Se mordía los labios porque no quería llorar, pero lloraba. Yo observaba sonriendo a mi hija con su medalla entre las manos, porque hay lágrimas dulces que colman de alegría, y que saben aún mejor si antes se han probado las del llanto amargo. Hasta donde me ha permitido conocer la vida, no hay peor dolor que el de ver sufrir a un hijo de manera injusta e innecesaria.
Llegan los niños sin hoja de ruta ni manual de instrucciones. Cuando nacen anda uno con ellos en brazos dando tumbos a ciegas, palpando el aire en la oscuridad para evitar tropiezos. Pero es inevitable romper algún jarrón. La mayoría de padres aciertan por instinto, transmitiendo unos valores adquiridos o reproduciendo la propia experiencia familiar. Pero sólo unos pocos son capaces de iluminar el camino a los demás.
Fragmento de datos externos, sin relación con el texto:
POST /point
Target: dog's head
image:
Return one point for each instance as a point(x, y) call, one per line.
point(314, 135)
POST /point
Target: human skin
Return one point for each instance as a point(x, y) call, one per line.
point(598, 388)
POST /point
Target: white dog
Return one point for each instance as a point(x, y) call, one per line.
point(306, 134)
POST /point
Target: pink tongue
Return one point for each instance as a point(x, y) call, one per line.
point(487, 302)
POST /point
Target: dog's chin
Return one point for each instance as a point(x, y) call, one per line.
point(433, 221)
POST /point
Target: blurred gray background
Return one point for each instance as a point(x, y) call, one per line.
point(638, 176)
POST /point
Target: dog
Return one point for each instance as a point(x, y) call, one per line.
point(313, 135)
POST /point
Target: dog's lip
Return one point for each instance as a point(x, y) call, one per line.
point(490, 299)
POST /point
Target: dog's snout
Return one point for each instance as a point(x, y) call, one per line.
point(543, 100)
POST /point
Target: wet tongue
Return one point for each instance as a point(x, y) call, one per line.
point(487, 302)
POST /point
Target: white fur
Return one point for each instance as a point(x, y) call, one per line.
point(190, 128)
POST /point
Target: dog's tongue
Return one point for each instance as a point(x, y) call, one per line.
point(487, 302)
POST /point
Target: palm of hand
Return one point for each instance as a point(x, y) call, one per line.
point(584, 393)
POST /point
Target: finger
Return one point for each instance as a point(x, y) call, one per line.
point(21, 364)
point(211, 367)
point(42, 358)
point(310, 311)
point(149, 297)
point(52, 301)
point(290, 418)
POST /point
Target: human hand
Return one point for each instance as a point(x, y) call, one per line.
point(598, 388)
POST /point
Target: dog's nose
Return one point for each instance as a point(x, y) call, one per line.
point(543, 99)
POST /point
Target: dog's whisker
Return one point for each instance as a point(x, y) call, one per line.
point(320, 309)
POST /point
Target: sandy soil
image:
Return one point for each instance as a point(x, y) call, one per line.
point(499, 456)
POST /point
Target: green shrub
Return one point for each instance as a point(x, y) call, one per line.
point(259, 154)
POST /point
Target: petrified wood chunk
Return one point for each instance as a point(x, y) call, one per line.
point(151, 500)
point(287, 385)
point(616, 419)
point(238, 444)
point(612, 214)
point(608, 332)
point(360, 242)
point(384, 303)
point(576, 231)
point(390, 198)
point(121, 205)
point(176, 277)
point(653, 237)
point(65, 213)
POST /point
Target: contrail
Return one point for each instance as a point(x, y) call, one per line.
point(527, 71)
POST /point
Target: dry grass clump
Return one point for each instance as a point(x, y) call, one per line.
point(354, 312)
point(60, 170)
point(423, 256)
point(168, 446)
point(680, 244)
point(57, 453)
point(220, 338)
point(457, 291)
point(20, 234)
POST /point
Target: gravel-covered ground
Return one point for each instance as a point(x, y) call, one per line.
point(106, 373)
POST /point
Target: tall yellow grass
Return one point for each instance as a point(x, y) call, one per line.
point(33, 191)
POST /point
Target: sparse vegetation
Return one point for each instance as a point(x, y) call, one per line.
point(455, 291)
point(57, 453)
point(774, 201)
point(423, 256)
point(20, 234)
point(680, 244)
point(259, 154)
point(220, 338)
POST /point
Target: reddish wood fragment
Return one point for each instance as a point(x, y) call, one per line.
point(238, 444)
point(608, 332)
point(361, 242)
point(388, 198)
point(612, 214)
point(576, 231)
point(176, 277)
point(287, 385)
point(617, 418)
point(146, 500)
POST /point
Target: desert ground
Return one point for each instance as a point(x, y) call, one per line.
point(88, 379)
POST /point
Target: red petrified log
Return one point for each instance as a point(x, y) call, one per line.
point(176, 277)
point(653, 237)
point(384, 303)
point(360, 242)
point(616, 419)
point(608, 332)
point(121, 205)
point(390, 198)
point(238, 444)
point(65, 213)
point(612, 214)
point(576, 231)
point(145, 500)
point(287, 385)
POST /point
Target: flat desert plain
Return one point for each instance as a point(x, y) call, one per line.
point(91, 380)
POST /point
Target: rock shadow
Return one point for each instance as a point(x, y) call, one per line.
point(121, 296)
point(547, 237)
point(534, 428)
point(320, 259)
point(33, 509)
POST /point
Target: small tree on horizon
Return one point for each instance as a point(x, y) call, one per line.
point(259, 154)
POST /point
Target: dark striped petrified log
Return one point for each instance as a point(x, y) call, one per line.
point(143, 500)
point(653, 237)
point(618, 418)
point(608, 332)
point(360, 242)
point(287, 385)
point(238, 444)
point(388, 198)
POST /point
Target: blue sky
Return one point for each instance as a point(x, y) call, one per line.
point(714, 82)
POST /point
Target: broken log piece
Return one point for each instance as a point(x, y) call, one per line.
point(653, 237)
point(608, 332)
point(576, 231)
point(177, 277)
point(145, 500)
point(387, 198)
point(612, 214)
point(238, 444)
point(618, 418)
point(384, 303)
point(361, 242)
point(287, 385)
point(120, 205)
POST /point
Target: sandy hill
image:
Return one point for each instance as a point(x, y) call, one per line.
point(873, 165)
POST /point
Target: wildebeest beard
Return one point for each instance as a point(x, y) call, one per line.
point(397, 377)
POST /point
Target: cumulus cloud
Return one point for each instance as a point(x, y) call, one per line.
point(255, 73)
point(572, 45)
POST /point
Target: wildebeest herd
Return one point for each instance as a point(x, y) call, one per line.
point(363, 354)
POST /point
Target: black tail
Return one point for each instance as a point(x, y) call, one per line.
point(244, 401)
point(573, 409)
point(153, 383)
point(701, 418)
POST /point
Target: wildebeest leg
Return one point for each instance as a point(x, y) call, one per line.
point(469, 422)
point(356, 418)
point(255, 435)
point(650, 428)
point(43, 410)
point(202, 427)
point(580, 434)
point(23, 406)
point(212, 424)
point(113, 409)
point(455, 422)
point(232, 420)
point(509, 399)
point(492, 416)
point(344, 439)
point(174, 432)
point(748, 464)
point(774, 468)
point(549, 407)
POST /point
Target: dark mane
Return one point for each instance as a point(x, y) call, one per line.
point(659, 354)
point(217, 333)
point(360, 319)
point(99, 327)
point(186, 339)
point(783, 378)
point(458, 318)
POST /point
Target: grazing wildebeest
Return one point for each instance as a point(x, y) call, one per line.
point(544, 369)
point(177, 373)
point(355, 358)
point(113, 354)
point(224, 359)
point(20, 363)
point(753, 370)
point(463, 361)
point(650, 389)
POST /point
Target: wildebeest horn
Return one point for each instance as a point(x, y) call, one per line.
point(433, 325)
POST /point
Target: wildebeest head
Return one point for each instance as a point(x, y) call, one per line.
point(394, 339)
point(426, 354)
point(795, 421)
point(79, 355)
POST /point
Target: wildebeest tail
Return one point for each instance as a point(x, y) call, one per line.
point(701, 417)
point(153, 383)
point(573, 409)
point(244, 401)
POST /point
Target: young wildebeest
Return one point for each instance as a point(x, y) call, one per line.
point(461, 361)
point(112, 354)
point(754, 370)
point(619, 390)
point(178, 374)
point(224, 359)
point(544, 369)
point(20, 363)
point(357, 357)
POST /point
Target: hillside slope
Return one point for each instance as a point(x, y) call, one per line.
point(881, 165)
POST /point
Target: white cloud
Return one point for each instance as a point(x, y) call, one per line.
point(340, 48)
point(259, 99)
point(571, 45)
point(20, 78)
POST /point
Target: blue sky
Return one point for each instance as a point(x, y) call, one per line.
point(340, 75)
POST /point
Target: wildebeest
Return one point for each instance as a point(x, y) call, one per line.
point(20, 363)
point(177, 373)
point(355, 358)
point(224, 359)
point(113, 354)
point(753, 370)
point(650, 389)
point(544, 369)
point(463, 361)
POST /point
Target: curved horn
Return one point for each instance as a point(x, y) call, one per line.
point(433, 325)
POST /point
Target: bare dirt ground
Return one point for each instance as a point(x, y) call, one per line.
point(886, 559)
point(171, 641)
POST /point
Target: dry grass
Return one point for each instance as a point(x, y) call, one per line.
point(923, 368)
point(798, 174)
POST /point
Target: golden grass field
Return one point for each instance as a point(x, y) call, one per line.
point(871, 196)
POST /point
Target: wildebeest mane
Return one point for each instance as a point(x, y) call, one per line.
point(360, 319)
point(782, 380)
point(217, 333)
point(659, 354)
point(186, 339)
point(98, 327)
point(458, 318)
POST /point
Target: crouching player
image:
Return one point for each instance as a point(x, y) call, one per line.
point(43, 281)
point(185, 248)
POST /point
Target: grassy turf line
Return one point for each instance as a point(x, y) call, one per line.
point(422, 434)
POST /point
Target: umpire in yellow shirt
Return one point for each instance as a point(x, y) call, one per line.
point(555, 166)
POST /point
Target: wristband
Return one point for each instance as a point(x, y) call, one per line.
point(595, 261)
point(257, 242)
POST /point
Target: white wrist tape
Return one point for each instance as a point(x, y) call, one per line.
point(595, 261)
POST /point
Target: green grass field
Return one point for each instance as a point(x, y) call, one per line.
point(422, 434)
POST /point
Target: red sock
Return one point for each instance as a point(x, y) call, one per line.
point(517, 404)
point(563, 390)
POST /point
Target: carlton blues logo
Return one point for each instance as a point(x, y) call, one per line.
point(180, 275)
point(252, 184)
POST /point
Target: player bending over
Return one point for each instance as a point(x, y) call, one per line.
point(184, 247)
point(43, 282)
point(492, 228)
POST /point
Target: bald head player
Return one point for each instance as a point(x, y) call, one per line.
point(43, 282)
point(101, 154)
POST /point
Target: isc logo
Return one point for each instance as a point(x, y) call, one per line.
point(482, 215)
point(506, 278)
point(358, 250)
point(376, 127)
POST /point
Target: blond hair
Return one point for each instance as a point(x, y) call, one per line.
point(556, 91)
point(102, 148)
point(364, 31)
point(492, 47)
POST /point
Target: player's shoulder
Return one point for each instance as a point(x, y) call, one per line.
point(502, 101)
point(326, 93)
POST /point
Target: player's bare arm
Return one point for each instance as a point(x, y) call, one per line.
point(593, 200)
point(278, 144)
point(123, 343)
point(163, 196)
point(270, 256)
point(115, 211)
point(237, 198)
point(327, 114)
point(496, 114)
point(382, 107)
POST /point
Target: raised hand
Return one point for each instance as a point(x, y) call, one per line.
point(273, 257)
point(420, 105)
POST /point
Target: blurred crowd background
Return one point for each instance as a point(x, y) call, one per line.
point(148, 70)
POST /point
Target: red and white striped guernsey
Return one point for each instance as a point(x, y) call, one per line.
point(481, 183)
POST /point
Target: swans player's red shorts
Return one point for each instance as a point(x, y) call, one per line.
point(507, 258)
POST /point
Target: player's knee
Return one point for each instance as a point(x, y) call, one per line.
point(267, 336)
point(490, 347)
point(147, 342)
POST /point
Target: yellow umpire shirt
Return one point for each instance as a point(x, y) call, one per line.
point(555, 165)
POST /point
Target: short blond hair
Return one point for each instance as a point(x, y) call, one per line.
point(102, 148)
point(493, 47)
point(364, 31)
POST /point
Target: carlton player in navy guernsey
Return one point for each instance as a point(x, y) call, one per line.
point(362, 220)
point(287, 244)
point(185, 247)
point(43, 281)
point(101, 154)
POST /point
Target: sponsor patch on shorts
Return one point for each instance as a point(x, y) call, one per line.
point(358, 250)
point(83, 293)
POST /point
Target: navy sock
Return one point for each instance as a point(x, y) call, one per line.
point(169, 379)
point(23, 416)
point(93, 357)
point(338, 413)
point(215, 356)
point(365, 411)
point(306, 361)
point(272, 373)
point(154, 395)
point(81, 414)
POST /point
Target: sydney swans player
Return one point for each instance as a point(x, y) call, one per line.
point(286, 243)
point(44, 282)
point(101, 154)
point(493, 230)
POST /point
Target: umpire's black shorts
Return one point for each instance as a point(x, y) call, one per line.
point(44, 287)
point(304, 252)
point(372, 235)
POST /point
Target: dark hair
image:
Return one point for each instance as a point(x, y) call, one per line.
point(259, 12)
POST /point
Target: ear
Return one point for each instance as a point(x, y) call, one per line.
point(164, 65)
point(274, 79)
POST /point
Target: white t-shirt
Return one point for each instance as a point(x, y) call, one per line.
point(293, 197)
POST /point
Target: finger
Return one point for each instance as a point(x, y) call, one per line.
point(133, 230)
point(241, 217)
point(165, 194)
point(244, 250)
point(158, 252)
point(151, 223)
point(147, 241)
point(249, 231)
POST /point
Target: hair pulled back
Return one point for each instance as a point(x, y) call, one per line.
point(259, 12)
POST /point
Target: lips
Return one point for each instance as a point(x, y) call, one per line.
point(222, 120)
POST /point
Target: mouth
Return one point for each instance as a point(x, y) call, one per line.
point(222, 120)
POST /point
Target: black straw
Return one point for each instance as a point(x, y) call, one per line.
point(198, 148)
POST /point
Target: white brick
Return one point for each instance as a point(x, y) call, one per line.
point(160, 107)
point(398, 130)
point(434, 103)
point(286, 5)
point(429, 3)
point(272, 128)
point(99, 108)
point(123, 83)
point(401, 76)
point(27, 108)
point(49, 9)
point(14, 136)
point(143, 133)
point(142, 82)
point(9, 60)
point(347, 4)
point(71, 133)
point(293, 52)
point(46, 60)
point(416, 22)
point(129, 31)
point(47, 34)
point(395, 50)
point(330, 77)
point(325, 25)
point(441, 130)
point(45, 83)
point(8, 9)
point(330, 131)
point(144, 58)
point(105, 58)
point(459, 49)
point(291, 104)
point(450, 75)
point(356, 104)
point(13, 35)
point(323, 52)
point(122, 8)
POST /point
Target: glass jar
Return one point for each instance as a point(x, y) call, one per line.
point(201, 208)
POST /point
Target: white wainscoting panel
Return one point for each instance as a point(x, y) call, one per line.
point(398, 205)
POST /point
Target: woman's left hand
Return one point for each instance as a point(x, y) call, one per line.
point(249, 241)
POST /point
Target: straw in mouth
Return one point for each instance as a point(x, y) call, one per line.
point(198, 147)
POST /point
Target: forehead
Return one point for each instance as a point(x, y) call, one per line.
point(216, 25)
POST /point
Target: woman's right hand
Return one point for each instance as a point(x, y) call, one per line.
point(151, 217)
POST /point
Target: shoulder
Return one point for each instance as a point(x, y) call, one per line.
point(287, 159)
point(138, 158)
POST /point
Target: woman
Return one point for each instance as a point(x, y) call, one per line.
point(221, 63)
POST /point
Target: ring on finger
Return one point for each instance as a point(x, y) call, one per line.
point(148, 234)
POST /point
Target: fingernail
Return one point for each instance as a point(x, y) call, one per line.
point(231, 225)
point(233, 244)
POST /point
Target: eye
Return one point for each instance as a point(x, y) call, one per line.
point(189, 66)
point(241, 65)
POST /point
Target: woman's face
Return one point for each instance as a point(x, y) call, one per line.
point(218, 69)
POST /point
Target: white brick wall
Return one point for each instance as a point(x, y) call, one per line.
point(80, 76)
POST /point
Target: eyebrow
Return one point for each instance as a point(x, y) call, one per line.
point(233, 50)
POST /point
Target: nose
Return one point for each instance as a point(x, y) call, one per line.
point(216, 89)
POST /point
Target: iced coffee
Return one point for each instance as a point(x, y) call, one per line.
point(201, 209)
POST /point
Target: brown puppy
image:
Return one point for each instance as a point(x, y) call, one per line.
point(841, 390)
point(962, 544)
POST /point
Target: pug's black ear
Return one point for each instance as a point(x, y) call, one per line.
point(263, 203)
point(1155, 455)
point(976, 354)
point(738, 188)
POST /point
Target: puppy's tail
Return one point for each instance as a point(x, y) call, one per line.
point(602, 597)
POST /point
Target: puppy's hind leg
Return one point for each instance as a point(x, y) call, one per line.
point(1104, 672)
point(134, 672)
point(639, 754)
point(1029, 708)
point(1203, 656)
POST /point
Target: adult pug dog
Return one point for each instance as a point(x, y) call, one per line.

Daniel Capó ha escrito Florecer (Editorial Didaskalos), un librito bellísimo sobre la aventura, cada día más incierta, de educar a los hijos en casa. Comparte el ensayo con Carlos Granados, que se ocupa del enfoque escolar. El texto de Capó es emocionante porque expresa con una mezcla de brillantez y ternura algunas de los retos que a uno le gustaría haber cumplido como padre cuando esté bajando el telón de la vida, y vea permanecer a los hijos solos en el escenario.